You have repeatedly used the word "tell" - that he says he "told" you he was going away.

It should be "ask". Surely he would have asked you to take a day off work to look after his children? Taking a day off work is a huge favour, so he would have asked really nicely, and been very apologetic about it?
You'd remember that, wouldn't you?

Whatwouldscullydo · 20/12/2021 11:14

Why is he taking work in a day he has his kids? Surely he should either take the day off ir arrange child care ? Whys he making it your problem?

I'm.in the " doing it on purpose " camp.

Hes set you bar of expectations low and is taking advantage of your difficulties knowing you will.blame yourself and not him

billy1966 · 20/12/2021 11:51

He sounds really annoying.

Considering they are HIS children, he sound be extra careful to check with you.

I would be telling him for THE LAST TIME that if it is not agreed and in the shared diary, to take it as NO from you.

Similarly regarding YOUR car.

He needs confirmation by text that he can take it.

I think you are being played.

Be careful.

StormTreader · 20/12/2021 11:59

"apparently I agreed to look after them and said it was no problem in the conversation I swear I didn't have and he swears I've forgotten."
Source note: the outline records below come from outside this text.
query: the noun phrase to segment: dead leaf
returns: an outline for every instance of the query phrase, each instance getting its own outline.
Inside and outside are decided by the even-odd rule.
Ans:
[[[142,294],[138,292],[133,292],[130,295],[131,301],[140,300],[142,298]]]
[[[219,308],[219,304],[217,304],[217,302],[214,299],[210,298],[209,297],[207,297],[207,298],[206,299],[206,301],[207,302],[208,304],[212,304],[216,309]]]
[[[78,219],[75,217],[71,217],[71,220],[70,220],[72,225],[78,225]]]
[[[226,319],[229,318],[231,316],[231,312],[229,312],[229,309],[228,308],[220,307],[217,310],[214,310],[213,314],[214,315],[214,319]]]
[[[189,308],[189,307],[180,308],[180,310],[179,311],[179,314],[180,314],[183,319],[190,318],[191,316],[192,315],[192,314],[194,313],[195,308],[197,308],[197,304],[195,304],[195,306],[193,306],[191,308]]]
Sounds to me like this is whats most convenient for him so hes just deciding that you must have agreed to it.

RantyAunty · 20/12/2021 12:05

He's working part time for a friend so he needs to be prioritizing your big job and certainly his kids.

I don't know what mediation takes all day? They have to be arranged well in advance.

Does he realise he's looking after his children the rest of the week?